18 I hated everything I had worked for on earth. I'll have to leave all of it to someone who lives after me.
19 And who knows whether that person will be wise or foolish? Yet they will have control over all the fruit of my toil into which I have poured my effort and skill under the sun. This too is meaningless.
19 And who knows whether he will be wise or foolish? Either way, he'll take over everything on earth I've worked so hard for.

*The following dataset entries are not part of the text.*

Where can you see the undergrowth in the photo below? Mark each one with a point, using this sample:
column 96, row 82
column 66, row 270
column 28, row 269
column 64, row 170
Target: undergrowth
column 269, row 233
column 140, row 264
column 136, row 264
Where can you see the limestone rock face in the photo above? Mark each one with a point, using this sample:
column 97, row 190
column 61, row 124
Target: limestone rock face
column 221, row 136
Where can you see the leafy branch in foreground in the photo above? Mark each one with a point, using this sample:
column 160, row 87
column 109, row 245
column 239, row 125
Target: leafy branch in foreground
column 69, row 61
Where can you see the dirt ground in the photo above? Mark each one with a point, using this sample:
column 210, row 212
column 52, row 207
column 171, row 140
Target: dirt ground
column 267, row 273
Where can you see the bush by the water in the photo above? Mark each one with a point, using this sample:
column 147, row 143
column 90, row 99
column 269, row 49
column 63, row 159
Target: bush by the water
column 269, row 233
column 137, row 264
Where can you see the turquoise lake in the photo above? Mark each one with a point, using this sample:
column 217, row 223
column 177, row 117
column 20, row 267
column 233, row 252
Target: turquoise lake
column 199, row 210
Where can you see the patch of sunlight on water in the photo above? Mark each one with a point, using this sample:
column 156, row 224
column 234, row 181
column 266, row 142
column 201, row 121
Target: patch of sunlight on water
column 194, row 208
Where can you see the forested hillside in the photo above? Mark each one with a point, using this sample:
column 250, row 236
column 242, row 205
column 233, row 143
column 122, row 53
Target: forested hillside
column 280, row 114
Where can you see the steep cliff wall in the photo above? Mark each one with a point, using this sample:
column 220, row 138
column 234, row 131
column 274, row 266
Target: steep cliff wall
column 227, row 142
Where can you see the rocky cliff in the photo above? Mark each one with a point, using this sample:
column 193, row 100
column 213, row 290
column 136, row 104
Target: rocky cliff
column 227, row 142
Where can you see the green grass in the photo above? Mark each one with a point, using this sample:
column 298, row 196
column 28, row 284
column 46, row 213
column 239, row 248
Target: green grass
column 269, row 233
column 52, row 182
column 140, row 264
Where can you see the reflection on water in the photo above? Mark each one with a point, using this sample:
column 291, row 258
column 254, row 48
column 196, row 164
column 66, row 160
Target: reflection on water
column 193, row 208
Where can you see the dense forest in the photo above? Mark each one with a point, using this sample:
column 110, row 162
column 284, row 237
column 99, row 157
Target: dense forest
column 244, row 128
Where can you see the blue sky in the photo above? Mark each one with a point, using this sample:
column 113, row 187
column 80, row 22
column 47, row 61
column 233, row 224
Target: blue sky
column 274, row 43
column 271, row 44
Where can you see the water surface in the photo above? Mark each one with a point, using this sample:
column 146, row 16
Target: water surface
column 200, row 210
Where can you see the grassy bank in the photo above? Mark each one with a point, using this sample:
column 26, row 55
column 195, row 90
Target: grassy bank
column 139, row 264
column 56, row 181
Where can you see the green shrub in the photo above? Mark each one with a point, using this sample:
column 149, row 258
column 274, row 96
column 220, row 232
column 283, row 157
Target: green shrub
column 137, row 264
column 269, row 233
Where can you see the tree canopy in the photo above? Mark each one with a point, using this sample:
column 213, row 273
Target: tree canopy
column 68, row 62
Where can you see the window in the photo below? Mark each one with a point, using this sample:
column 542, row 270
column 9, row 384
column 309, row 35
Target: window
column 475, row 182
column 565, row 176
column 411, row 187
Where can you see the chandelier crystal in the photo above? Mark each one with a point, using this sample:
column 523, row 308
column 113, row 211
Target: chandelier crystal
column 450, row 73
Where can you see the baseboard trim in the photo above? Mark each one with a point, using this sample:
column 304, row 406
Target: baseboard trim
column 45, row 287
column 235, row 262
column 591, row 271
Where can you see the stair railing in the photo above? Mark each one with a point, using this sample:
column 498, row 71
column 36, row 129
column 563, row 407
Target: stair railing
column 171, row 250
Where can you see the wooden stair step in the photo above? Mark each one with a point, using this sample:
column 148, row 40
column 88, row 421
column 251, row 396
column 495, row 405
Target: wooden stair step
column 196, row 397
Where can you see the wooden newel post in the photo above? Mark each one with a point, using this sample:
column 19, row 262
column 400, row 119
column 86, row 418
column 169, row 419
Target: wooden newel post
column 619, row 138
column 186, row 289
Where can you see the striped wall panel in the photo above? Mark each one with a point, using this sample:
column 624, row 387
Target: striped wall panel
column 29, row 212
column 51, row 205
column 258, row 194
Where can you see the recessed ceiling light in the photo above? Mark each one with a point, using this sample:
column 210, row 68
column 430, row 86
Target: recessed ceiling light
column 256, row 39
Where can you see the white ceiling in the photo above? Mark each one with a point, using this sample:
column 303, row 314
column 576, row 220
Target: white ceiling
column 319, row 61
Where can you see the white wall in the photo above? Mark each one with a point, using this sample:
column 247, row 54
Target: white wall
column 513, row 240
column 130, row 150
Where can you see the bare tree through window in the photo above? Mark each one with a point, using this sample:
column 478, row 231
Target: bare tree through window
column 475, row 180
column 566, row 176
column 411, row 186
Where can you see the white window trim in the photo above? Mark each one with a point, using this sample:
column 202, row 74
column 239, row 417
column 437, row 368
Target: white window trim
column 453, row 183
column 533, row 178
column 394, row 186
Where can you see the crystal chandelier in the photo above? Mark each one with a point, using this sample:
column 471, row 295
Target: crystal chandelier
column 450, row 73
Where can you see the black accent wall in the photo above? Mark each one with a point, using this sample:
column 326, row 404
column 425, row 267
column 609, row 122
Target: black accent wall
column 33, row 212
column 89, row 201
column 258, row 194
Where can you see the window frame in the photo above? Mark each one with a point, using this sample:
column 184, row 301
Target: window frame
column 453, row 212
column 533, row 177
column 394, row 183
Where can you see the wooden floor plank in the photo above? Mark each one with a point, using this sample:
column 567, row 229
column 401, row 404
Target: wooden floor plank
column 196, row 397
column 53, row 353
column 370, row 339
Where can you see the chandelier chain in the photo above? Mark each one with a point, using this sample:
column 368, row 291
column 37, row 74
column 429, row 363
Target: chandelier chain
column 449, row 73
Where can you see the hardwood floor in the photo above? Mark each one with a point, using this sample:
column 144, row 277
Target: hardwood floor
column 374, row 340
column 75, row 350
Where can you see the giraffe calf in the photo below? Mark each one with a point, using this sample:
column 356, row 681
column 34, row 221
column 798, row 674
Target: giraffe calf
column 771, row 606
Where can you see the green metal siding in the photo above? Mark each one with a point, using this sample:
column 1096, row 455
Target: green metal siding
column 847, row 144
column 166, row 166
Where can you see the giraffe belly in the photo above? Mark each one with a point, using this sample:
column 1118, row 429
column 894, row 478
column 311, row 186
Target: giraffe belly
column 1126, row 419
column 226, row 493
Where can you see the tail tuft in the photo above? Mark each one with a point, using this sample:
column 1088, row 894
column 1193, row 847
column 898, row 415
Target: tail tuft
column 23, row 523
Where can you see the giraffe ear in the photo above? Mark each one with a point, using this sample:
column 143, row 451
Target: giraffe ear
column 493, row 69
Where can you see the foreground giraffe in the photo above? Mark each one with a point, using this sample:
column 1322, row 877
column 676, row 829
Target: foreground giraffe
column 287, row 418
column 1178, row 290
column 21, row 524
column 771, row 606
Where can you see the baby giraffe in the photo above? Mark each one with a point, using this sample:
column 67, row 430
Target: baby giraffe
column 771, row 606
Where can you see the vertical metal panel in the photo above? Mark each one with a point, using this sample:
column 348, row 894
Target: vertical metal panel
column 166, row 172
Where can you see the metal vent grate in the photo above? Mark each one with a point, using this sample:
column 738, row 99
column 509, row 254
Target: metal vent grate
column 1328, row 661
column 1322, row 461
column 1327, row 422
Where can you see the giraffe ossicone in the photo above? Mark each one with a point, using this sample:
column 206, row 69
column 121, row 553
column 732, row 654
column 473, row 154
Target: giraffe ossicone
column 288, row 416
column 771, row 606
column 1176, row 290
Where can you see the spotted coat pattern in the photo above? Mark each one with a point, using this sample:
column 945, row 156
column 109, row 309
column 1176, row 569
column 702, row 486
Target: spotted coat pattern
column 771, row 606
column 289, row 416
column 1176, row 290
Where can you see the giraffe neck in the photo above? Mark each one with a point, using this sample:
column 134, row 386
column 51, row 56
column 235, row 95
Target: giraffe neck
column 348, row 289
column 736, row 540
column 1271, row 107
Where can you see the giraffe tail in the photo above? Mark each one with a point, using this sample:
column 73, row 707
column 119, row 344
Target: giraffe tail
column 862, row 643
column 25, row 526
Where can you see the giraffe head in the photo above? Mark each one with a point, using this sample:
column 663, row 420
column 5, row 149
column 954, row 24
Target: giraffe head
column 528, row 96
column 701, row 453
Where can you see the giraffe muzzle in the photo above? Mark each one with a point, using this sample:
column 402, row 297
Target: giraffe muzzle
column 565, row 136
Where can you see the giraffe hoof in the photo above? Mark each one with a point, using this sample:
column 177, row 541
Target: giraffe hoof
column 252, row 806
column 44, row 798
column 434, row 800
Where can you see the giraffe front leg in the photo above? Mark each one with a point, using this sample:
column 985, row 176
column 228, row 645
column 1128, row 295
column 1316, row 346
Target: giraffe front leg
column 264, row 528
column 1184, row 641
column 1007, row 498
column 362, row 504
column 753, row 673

That doesn't have any meaning either.
20 So my heart began to despair over all my toilsome labor under the sun.
20 So I began to lose hope because of all of my hard work on this earth.
21 For a person may labor with wisdom, knowledge and skill, and then they must leave all they own to another who has not toiled for it. This too is meaningless and a great misfortune.
21 A man might use wisdom, knowledge and skill to do his work. But then he has to leave everything he owns to someone who hasn't worked for it. That doesn't have any meaning either. In fact, it isn't fair.
22 What do people get for all the toil and anxious striving with which they labor under the sun?
22 What does a man get for all of his hard work on earth? What does he get for all of his worries?
23 All their days their work is grief and pain; even at night their minds do not rest. This too is meaningless.
23 As long as he lives, his work is nothing but pain and sorrow. Even at night his mind can't rest. That doesn't have any meaning either.
24 A person can do nothing better than to eat and drink and find satisfaction in their own toil. This too, I see, is from the hand of God,
24 A man can't do anything better than eat and drink and be satisfied with his work. I'm finally seeing that those things also come from the hand of God.
25 for without him, who can eat or find enjoyment?
25 Without his help, who can eat or find pleasure?
26 To the person who pleases him, God gives wisdom, knowledge and happiness, but to the sinner he gives the task of gathering and storing up wealth to hand it over to the one who pleases God. This too is meaningless, a chasing after the wind.
26 God gives wisdom, knowledge and happiness to a man who pleases him. But to a sinner he gives the task of gathering and storing up wealth. Then the sinner must hand it over to the one who pleases God. That doesn't have any meaning either. It's like chasing the wind.